The September Job Openings and Labor Turnover Survey (JOLTS) revealed unprecedented demand for transportation workers. The record 589,000 job openings more than doubled from December 2020’s 277,000 figure. This furious run up pushed the job openings rate in the transportation and warehousing industry to 8.0% by 2021’s third quarter (green line). This occurred alongside a 6.0% unemployment rate in transportation during the summer quarter causing a near-record in the job openings-to-unemployment spread of 2 percentage points. Preliminary readings for the fourth quarter suggest 2019’s fourth-quarter widest point in openings-to-unemployment should be eclipsed as transportation unemployment fell to 4.7% in October (purple line).

The labor mismatch is one reason massive incentives are being deployed to lure more warm bodies to get behind the wheel of an articulated vehicle. Annual growth in worker paychecks (not managers) in long-distance general freight trucking hit a never-before-seen 11.9% YoY rate in September, nearly five times the longer-term average of 2.5%.

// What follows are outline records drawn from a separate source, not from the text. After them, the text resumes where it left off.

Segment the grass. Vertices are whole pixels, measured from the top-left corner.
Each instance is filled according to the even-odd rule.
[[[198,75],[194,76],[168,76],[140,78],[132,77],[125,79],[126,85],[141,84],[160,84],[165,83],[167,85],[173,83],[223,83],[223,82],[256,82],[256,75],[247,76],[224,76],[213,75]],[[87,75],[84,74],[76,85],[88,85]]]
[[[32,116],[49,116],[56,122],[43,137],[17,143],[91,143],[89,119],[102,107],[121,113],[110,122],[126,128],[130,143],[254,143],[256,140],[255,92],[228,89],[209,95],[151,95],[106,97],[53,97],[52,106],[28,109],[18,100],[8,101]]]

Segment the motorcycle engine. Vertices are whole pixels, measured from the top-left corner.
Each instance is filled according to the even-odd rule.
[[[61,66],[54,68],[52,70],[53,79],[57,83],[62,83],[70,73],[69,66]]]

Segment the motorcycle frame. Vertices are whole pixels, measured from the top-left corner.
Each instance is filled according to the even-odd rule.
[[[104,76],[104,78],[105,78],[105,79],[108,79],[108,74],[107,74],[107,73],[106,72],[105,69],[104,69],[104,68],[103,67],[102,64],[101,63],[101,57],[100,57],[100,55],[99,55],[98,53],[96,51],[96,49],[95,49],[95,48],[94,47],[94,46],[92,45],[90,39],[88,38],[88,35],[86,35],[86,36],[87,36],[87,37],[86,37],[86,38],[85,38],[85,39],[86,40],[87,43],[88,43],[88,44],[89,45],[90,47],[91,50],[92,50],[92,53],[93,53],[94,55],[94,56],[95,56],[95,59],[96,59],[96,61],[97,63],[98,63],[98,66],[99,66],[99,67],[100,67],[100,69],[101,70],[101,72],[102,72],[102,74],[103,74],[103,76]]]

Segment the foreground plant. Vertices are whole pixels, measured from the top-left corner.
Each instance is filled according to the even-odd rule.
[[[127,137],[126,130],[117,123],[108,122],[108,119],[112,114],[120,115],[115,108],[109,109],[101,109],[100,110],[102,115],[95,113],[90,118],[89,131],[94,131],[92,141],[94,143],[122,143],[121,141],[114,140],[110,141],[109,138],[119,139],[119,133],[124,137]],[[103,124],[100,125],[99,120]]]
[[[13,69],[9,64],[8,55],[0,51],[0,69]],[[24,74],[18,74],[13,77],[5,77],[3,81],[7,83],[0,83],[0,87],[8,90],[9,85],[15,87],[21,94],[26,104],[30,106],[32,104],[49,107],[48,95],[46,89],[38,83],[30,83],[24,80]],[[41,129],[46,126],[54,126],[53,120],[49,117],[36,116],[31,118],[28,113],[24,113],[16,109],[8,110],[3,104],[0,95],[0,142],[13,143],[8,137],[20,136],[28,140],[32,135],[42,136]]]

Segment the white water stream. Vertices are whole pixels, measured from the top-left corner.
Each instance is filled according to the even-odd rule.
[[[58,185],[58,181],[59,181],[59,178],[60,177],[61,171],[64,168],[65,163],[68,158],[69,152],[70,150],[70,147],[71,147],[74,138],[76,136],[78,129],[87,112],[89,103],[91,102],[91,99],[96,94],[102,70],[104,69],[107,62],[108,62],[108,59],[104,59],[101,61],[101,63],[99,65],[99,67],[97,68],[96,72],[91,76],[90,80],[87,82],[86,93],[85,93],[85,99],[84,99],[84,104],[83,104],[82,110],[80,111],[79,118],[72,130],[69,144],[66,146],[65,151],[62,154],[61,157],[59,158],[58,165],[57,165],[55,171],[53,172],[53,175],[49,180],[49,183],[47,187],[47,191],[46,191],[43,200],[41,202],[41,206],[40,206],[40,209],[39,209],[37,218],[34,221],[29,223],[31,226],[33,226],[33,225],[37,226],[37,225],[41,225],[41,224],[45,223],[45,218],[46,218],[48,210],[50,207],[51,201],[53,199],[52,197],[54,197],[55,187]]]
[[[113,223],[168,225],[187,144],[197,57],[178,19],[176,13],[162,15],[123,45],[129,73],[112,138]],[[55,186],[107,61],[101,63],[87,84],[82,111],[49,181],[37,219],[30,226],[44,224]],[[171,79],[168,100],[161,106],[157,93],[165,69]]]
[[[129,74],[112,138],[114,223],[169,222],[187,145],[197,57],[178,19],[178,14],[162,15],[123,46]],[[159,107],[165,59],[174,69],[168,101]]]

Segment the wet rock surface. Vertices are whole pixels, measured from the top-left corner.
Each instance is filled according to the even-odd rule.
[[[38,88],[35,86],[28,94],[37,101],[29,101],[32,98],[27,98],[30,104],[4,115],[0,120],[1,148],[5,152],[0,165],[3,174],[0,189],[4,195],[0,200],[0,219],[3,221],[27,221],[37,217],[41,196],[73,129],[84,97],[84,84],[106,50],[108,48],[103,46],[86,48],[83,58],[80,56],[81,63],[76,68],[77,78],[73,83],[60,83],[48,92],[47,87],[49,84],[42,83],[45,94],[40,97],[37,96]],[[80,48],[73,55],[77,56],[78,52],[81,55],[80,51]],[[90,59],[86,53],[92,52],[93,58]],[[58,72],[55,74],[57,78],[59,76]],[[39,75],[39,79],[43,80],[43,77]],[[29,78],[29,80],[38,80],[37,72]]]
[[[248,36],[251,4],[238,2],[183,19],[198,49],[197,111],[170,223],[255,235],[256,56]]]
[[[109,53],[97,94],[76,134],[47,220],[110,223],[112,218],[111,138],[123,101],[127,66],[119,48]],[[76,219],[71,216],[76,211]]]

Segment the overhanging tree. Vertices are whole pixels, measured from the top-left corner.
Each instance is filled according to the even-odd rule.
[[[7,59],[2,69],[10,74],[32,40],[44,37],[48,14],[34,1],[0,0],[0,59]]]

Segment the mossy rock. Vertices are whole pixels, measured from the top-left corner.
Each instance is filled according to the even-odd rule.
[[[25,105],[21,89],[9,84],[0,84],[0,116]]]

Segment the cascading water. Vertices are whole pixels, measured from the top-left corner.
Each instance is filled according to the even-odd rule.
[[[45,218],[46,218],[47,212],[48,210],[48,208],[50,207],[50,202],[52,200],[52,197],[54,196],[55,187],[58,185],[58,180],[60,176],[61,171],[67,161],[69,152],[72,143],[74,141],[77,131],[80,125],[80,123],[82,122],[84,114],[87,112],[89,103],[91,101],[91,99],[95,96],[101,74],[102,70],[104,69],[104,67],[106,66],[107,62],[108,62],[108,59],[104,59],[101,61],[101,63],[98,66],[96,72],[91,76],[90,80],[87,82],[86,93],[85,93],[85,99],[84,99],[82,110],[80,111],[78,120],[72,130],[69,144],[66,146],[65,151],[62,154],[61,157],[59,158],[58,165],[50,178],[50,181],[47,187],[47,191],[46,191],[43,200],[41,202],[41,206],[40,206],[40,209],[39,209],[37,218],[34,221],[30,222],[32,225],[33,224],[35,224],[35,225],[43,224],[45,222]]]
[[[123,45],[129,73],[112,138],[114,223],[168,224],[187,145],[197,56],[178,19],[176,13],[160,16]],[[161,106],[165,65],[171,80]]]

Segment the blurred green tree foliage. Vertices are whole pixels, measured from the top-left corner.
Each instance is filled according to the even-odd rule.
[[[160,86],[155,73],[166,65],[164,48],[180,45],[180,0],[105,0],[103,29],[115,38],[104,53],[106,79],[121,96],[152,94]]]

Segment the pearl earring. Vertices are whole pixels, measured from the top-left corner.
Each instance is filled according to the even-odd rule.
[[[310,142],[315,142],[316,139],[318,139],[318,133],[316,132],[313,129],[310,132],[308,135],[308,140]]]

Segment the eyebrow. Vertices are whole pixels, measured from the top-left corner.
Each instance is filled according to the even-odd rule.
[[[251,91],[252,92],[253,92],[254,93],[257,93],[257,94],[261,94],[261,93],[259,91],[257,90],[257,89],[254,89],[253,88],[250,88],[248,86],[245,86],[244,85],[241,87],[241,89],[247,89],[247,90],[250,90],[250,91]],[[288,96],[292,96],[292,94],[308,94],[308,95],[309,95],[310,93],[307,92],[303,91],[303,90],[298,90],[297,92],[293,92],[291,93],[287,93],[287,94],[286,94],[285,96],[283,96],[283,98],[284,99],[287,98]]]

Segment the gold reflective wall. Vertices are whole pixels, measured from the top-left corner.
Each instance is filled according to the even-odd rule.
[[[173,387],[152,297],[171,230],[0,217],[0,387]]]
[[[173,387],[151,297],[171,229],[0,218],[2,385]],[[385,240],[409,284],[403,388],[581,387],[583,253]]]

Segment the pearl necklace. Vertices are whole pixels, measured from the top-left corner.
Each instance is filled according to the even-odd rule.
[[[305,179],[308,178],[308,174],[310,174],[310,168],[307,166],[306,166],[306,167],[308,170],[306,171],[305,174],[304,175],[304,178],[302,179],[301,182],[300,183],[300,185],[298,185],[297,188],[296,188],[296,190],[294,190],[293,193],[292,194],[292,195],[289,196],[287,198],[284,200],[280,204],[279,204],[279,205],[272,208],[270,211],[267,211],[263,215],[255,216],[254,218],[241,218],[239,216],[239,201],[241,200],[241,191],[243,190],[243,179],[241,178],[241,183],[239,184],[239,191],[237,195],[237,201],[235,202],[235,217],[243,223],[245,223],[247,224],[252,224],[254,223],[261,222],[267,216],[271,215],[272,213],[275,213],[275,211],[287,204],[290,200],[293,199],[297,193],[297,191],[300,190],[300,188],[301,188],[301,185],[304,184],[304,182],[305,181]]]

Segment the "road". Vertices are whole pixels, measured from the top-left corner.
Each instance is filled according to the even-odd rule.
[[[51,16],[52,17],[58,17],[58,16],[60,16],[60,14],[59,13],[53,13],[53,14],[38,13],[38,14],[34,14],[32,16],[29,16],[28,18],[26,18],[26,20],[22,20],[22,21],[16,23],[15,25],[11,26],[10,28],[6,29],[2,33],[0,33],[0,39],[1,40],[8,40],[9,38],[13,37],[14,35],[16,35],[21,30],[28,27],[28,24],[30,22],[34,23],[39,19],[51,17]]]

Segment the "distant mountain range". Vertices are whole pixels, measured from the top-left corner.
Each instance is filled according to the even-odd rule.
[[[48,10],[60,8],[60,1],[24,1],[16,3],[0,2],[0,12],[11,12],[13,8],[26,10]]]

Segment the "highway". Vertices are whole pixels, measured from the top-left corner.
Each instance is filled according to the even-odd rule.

While costs have surged across the logistics space, shipment volume has downshifted to a near neutral speed so far in the fourth quarter. The quarter-to-date 0.8% YoY advance indicated a major slowdown from the second quarter’s 29.9% increase and the 9.1% gain in the third quarter (red line). Although much more volatile than the Cass shipment series, hires in the transportation sector provide a proxy for added drivers. The unmatched deficit of drivers makes it perfectly logical that the hiring picture is not positive. Transportation hiring has been in the red on an annual basis in every quarter thus far in 2021 (blue line). This losing streak was only rivaled during the Great Recession.

As brilliant as Archimedes was, we think even he would have a difficult time trying to resolve today’s supply chain challenges. While real activity is hitting stall speed, freight rates remain wildly elevated. It’s the latter – pricing, and by extension margin protection – that keeps the bull running for transportation stocks.